= Uttrøndelag =

District in Trøndelag, Norway

Uttrøndelag is a sub-region consisting of the southern part of the county of Trøndelag, Norway. Administratively, the term was often used to describe the parts of the former county of Sør-Trøndelag excluding Trondheim. In this definition it gave name to for instance Uttrøndelag Police District (1910–2001).

==Definition==
When used in the context of government bodies, Uttrøndelag has been used for the former parts of Sør-Trøndelag, when Trondheim needed to be excluded. However, the term lacks a precise definition, and was also sometimes used as a synonym for Sør-Trøndelag, or the coastal parts of Sør-Trøndelag. It had a counter-part in Inntrøndelag, which was north of Trondheim along the Trondheimsfjord.

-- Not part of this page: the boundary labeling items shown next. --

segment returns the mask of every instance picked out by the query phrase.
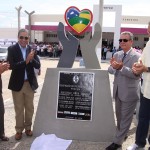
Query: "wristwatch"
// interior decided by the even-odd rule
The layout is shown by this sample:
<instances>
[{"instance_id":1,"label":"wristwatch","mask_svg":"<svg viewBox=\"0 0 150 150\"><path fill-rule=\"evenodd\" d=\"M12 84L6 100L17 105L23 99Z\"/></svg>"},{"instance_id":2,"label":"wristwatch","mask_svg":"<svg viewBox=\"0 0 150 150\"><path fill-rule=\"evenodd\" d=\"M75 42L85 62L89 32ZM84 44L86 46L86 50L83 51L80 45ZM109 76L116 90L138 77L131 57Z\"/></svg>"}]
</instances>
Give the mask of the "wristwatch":
<instances>
[{"instance_id":1,"label":"wristwatch","mask_svg":"<svg viewBox=\"0 0 150 150\"><path fill-rule=\"evenodd\" d=\"M150 67L147 67L147 72L150 72Z\"/></svg>"}]
</instances>

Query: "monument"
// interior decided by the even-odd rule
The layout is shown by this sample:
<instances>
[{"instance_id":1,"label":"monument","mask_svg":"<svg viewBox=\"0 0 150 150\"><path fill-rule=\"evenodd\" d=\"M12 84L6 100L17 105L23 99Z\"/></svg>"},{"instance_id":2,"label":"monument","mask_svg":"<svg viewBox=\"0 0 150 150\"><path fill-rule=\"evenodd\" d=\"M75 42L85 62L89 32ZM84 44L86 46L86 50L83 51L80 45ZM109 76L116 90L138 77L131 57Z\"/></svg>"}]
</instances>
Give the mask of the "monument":
<instances>
[{"instance_id":1,"label":"monument","mask_svg":"<svg viewBox=\"0 0 150 150\"><path fill-rule=\"evenodd\" d=\"M77 14L82 16L80 12ZM57 34L63 52L57 68L47 69L33 126L34 135L56 134L64 139L109 142L115 132L109 75L101 70L95 51L101 39L101 26L96 23L93 36L88 34L79 40L66 33L60 22ZM72 65L79 43L85 68L74 69Z\"/></svg>"}]
</instances>

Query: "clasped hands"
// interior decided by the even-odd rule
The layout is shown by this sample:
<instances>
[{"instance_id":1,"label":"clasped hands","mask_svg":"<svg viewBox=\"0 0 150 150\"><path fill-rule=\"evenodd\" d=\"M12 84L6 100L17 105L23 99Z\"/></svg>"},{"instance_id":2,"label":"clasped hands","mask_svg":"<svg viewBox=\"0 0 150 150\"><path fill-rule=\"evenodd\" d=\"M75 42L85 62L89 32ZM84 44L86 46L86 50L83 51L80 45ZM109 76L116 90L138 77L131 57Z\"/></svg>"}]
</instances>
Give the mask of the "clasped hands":
<instances>
[{"instance_id":1,"label":"clasped hands","mask_svg":"<svg viewBox=\"0 0 150 150\"><path fill-rule=\"evenodd\" d=\"M31 50L31 52L28 54L27 59L26 59L26 64L28 64L32 59L34 58L35 50Z\"/></svg>"},{"instance_id":2,"label":"clasped hands","mask_svg":"<svg viewBox=\"0 0 150 150\"><path fill-rule=\"evenodd\" d=\"M0 63L0 74L2 74L4 71L9 70L10 64L9 63Z\"/></svg>"},{"instance_id":3,"label":"clasped hands","mask_svg":"<svg viewBox=\"0 0 150 150\"><path fill-rule=\"evenodd\" d=\"M142 61L136 62L132 66L132 71L135 75L140 75L143 72L147 72L148 68L143 65Z\"/></svg>"},{"instance_id":4,"label":"clasped hands","mask_svg":"<svg viewBox=\"0 0 150 150\"><path fill-rule=\"evenodd\" d=\"M123 62L117 61L114 57L110 59L110 64L116 70L121 70L123 67Z\"/></svg>"}]
</instances>

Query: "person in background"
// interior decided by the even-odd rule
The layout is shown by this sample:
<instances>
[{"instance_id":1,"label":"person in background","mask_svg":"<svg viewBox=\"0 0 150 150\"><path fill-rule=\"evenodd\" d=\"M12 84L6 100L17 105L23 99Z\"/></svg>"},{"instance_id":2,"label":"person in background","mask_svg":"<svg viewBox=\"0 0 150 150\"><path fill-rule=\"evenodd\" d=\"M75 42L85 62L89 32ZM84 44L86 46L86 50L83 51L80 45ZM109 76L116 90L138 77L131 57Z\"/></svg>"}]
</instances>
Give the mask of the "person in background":
<instances>
[{"instance_id":1,"label":"person in background","mask_svg":"<svg viewBox=\"0 0 150 150\"><path fill-rule=\"evenodd\" d=\"M116 47L114 46L114 48L112 49L112 57L114 56L114 54L117 52Z\"/></svg>"},{"instance_id":2,"label":"person in background","mask_svg":"<svg viewBox=\"0 0 150 150\"><path fill-rule=\"evenodd\" d=\"M9 69L9 63L0 63L0 139L2 141L9 141L9 138L5 136L4 132L4 102L2 96L2 78L1 74Z\"/></svg>"},{"instance_id":3,"label":"person in background","mask_svg":"<svg viewBox=\"0 0 150 150\"><path fill-rule=\"evenodd\" d=\"M140 54L132 48L133 34L122 32L119 39L122 51L116 52L110 60L108 72L114 74L113 98L117 128L113 143L106 150L117 150L127 139L134 110L140 99L140 75L132 72L132 65L138 61Z\"/></svg>"},{"instance_id":4,"label":"person in background","mask_svg":"<svg viewBox=\"0 0 150 150\"><path fill-rule=\"evenodd\" d=\"M150 37L150 22L148 23L147 32ZM142 52L139 62L133 65L132 71L135 75L142 74L143 81L135 144L129 146L127 150L138 150L144 149L146 145L146 138L148 136L150 125L150 39ZM150 135L148 137L148 142L150 144ZM150 150L150 147L148 150Z\"/></svg>"},{"instance_id":5,"label":"person in background","mask_svg":"<svg viewBox=\"0 0 150 150\"><path fill-rule=\"evenodd\" d=\"M12 90L15 115L15 139L22 138L25 129L27 136L32 136L32 117L34 113L34 91L38 88L34 68L40 68L40 61L35 50L29 46L29 34L26 29L18 32L18 42L8 47L7 61L12 70L8 89Z\"/></svg>"}]
</instances>

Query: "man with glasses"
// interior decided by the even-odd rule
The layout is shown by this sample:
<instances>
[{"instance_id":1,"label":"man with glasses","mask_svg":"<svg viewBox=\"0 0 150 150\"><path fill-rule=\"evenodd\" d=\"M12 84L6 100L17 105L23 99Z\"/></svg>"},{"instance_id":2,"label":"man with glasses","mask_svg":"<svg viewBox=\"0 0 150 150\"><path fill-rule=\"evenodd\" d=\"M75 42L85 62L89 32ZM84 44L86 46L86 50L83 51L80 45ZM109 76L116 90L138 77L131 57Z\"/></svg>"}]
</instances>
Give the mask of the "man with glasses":
<instances>
[{"instance_id":1,"label":"man with glasses","mask_svg":"<svg viewBox=\"0 0 150 150\"><path fill-rule=\"evenodd\" d=\"M148 23L148 36L150 37L150 22ZM146 145L146 138L150 123L150 40L147 42L138 63L132 68L136 75L142 73L143 83L141 87L140 108L138 126L136 129L135 144L127 150L143 149ZM150 144L150 135L148 137ZM149 149L150 150L150 147Z\"/></svg>"},{"instance_id":2,"label":"man with glasses","mask_svg":"<svg viewBox=\"0 0 150 150\"><path fill-rule=\"evenodd\" d=\"M106 150L117 150L127 139L134 110L140 98L140 75L132 72L132 65L138 61L140 54L133 50L133 34L122 32L119 39L121 51L116 52L110 60L108 72L114 74L113 98L117 118L116 133L113 143Z\"/></svg>"},{"instance_id":3,"label":"man with glasses","mask_svg":"<svg viewBox=\"0 0 150 150\"><path fill-rule=\"evenodd\" d=\"M28 45L29 34L26 29L18 32L18 42L8 47L7 61L12 70L8 88L12 90L15 115L15 139L22 138L25 129L27 136L32 136L31 125L34 113L34 91L38 88L34 68L40 68L39 59Z\"/></svg>"}]
</instances>

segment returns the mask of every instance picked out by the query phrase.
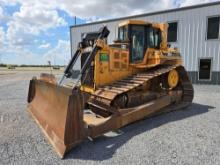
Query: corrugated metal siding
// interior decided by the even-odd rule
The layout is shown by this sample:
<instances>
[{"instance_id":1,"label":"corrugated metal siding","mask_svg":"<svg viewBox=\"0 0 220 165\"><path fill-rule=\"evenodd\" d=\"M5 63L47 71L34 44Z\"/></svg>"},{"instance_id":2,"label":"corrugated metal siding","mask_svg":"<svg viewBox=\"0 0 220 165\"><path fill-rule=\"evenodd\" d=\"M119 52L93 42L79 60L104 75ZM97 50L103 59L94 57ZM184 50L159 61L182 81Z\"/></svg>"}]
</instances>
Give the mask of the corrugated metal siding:
<instances>
[{"instance_id":1,"label":"corrugated metal siding","mask_svg":"<svg viewBox=\"0 0 220 165\"><path fill-rule=\"evenodd\" d=\"M212 71L220 71L220 40L206 40L207 17L220 15L220 5L207 6L189 10L175 11L151 16L136 17L151 22L178 21L178 41L171 43L177 46L188 71L198 71L199 58L212 58ZM108 43L117 38L117 26L120 21L107 22L111 31ZM71 28L72 51L81 40L81 33L97 31L103 24L85 25Z\"/></svg>"}]
</instances>

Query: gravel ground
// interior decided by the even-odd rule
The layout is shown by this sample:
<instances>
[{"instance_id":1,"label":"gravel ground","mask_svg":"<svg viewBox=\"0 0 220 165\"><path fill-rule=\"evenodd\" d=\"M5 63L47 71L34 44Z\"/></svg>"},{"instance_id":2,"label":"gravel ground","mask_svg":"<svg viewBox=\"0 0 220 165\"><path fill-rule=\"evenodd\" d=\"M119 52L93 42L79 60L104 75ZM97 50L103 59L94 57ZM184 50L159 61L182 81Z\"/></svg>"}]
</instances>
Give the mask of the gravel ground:
<instances>
[{"instance_id":1,"label":"gravel ground","mask_svg":"<svg viewBox=\"0 0 220 165\"><path fill-rule=\"evenodd\" d=\"M0 74L0 164L220 164L220 86L194 85L187 109L86 140L61 160L26 111L34 74Z\"/></svg>"}]
</instances>

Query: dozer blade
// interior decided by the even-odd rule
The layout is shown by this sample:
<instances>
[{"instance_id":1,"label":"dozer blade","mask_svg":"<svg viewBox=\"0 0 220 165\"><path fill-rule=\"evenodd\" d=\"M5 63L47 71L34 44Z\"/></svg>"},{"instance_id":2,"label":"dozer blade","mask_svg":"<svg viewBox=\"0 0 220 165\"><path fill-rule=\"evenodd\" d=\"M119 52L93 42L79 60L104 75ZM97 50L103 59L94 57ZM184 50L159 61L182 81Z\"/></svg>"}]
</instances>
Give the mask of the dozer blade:
<instances>
[{"instance_id":1,"label":"dozer blade","mask_svg":"<svg viewBox=\"0 0 220 165\"><path fill-rule=\"evenodd\" d=\"M28 111L61 158L85 138L83 95L43 80L32 79Z\"/></svg>"}]
</instances>

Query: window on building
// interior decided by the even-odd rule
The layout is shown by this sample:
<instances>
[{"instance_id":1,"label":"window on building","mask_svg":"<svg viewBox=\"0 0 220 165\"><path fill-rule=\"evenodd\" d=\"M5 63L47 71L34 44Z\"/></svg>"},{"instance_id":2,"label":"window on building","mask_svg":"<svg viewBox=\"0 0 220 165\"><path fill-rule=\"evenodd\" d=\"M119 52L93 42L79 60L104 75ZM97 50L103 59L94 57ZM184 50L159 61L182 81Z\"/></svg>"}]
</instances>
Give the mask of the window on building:
<instances>
[{"instance_id":1,"label":"window on building","mask_svg":"<svg viewBox=\"0 0 220 165\"><path fill-rule=\"evenodd\" d=\"M169 27L168 27L167 40L168 40L168 42L176 42L177 41L178 23L177 22L170 22L168 24L169 24Z\"/></svg>"},{"instance_id":2,"label":"window on building","mask_svg":"<svg viewBox=\"0 0 220 165\"><path fill-rule=\"evenodd\" d=\"M200 59L199 61L199 80L211 79L211 59Z\"/></svg>"},{"instance_id":3,"label":"window on building","mask_svg":"<svg viewBox=\"0 0 220 165\"><path fill-rule=\"evenodd\" d=\"M220 17L208 18L207 27L207 39L218 39L219 38L219 21Z\"/></svg>"}]
</instances>

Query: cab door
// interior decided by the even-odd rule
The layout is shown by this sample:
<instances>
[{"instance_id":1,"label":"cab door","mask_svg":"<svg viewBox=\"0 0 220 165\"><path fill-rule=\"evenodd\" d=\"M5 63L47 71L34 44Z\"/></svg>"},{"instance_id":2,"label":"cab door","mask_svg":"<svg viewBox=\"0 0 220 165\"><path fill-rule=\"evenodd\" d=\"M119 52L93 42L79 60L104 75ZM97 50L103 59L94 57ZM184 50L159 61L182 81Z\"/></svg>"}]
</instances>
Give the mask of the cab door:
<instances>
[{"instance_id":1,"label":"cab door","mask_svg":"<svg viewBox=\"0 0 220 165\"><path fill-rule=\"evenodd\" d=\"M131 40L131 63L140 63L145 53L145 26L132 25L130 32Z\"/></svg>"}]
</instances>

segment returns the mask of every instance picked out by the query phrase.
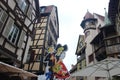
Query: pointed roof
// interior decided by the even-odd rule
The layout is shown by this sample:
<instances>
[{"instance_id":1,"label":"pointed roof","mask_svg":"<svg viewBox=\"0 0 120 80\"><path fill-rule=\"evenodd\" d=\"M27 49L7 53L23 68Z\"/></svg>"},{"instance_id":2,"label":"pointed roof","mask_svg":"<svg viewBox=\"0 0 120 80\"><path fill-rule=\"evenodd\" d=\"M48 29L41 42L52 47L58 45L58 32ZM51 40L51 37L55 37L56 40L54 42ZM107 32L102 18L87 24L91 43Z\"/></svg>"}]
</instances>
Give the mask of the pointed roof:
<instances>
[{"instance_id":1,"label":"pointed roof","mask_svg":"<svg viewBox=\"0 0 120 80\"><path fill-rule=\"evenodd\" d=\"M96 21L97 19L94 18L94 15L92 13L90 13L89 11L86 12L84 19L82 20L80 26L84 29L85 28L85 23L86 21Z\"/></svg>"},{"instance_id":2,"label":"pointed roof","mask_svg":"<svg viewBox=\"0 0 120 80\"><path fill-rule=\"evenodd\" d=\"M94 14L95 14L96 16L98 16L100 20L104 21L104 18L105 18L104 16L99 15L99 14L97 14L97 13L94 13Z\"/></svg>"},{"instance_id":3,"label":"pointed roof","mask_svg":"<svg viewBox=\"0 0 120 80\"><path fill-rule=\"evenodd\" d=\"M89 11L86 12L84 19L89 19L89 18L94 18L93 14L90 13Z\"/></svg>"}]
</instances>

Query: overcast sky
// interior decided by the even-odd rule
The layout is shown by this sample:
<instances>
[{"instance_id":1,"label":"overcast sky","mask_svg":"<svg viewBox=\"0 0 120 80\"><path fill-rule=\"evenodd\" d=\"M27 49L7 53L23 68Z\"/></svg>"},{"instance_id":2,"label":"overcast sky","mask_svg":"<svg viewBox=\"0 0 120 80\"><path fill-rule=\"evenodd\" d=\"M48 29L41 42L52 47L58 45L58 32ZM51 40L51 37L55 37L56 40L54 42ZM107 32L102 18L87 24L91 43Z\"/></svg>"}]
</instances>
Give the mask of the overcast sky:
<instances>
[{"instance_id":1,"label":"overcast sky","mask_svg":"<svg viewBox=\"0 0 120 80\"><path fill-rule=\"evenodd\" d=\"M104 8L108 10L109 0L40 0L40 6L55 5L58 8L59 39L58 43L68 45L63 60L67 69L76 64L76 48L78 37L83 34L80 23L87 10L104 16Z\"/></svg>"}]
</instances>

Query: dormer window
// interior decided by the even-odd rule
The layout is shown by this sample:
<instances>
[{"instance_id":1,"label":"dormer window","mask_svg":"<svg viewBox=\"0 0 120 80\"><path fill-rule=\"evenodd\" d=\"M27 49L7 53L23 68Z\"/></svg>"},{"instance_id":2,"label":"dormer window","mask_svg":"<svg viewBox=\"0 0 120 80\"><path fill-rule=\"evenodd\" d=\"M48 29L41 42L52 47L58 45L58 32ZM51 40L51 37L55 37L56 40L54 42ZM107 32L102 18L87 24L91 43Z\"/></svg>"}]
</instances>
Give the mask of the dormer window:
<instances>
[{"instance_id":1,"label":"dormer window","mask_svg":"<svg viewBox=\"0 0 120 80\"><path fill-rule=\"evenodd\" d=\"M18 6L20 7L20 9L26 13L27 9L28 9L28 2L26 0L18 0Z\"/></svg>"}]
</instances>

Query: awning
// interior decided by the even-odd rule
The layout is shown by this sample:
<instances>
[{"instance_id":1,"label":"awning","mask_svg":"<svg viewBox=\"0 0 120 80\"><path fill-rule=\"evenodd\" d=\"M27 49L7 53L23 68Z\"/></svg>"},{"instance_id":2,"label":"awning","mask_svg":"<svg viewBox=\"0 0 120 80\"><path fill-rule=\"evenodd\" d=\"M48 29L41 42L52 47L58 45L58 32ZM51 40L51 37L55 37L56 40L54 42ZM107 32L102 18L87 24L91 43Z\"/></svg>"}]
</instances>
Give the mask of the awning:
<instances>
[{"instance_id":1,"label":"awning","mask_svg":"<svg viewBox=\"0 0 120 80\"><path fill-rule=\"evenodd\" d=\"M37 75L35 75L33 73L30 73L28 71L11 66L11 65L3 63L3 62L0 62L0 72L7 73L9 75L18 74L19 76L37 77Z\"/></svg>"}]
</instances>

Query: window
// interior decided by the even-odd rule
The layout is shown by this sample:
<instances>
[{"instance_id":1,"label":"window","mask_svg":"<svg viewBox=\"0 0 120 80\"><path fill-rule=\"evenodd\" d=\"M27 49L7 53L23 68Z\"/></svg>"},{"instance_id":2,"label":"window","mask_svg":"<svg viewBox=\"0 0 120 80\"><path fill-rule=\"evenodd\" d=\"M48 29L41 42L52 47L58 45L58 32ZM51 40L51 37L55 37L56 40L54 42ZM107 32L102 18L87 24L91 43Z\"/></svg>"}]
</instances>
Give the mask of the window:
<instances>
[{"instance_id":1,"label":"window","mask_svg":"<svg viewBox=\"0 0 120 80\"><path fill-rule=\"evenodd\" d=\"M89 55L89 63L92 62L92 61L94 61L94 55L93 54Z\"/></svg>"},{"instance_id":2,"label":"window","mask_svg":"<svg viewBox=\"0 0 120 80\"><path fill-rule=\"evenodd\" d=\"M9 32L8 35L8 40L12 43L16 43L17 37L19 34L19 29L17 28L17 26L14 24Z\"/></svg>"},{"instance_id":3,"label":"window","mask_svg":"<svg viewBox=\"0 0 120 80\"><path fill-rule=\"evenodd\" d=\"M7 38L13 44L16 44L16 40L19 34L19 28L14 24L14 20L9 17L5 25L3 36Z\"/></svg>"},{"instance_id":4,"label":"window","mask_svg":"<svg viewBox=\"0 0 120 80\"><path fill-rule=\"evenodd\" d=\"M28 8L28 2L26 0L18 0L18 6L20 7L20 9L26 13L27 8Z\"/></svg>"},{"instance_id":5,"label":"window","mask_svg":"<svg viewBox=\"0 0 120 80\"><path fill-rule=\"evenodd\" d=\"M0 31L2 29L4 22L7 19L7 16L8 16L7 13L0 8Z\"/></svg>"}]
</instances>

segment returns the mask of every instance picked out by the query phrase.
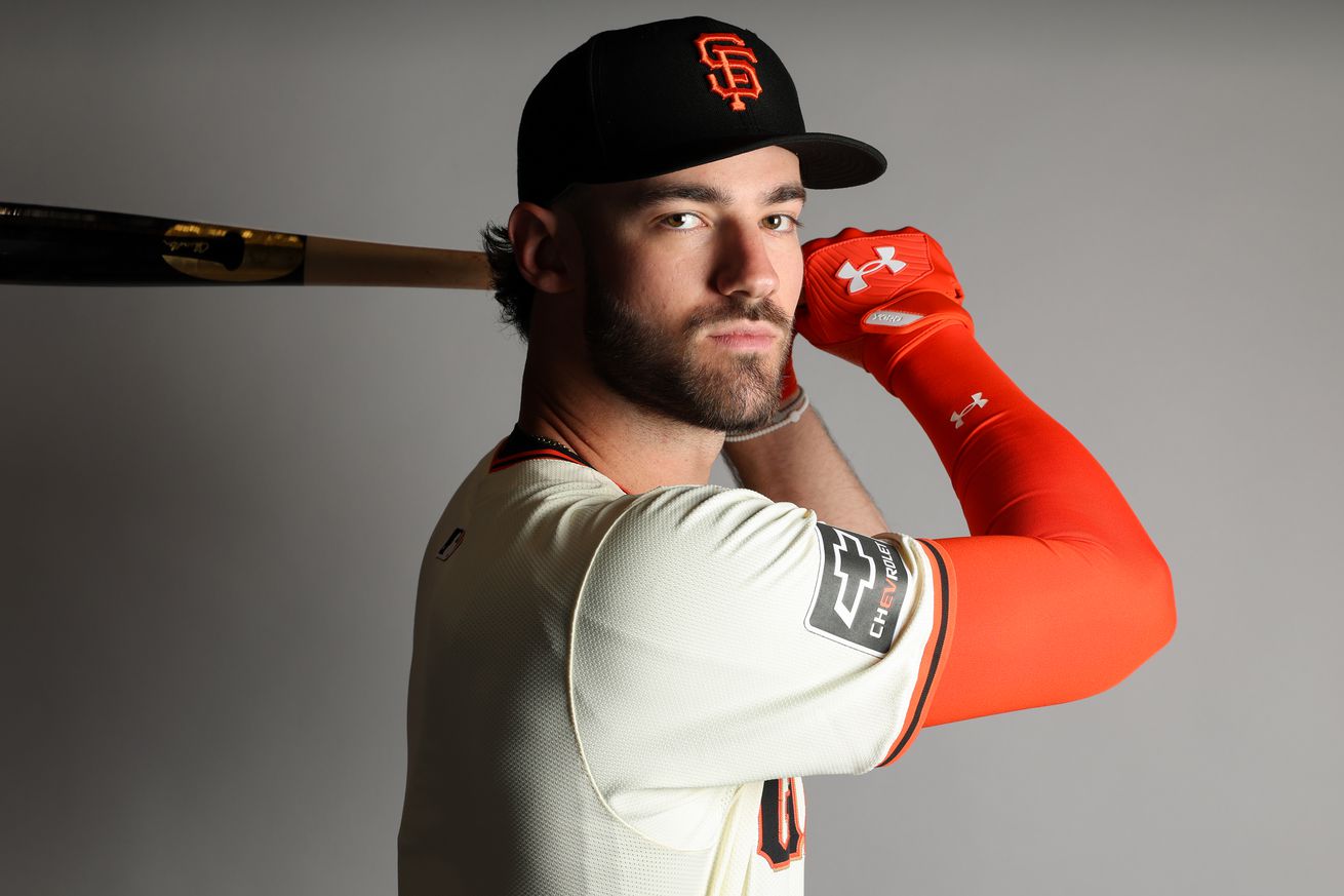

Historically, the ancient Frostating area was subdivided into two sub-areas: Inntrøndelag, with its seat at Mære, and Uttrøndelag, with its head seat at Øra (today Trondheim). Uttrøndelag therefore consisted of four sub-counties: Stiordælafylki (Stjørdalen), Strindafylke (Trondheim and surroundings), Gauldølafylke (Gauldal) and Orkdølafylke (Orkdalen). The border between Inntrøndelag and Uttrøndelag therefor went through Frosta and Åsen, with those areas as well as the contemporary Stjørdalen belonging to Uttrøndelag.
==Linguistics==
The Trøndersk dialect of the Norwegian language is classified with two major grousp: Inntrøndersk and Uttrøndersk. Inntrøndersk follows the interior from Oppdal Municipality to Røyrvik Municipality, while Uttrøndersk is spoken along the coast. The linguistic categorization gives a different geographic area than most geographic definitions.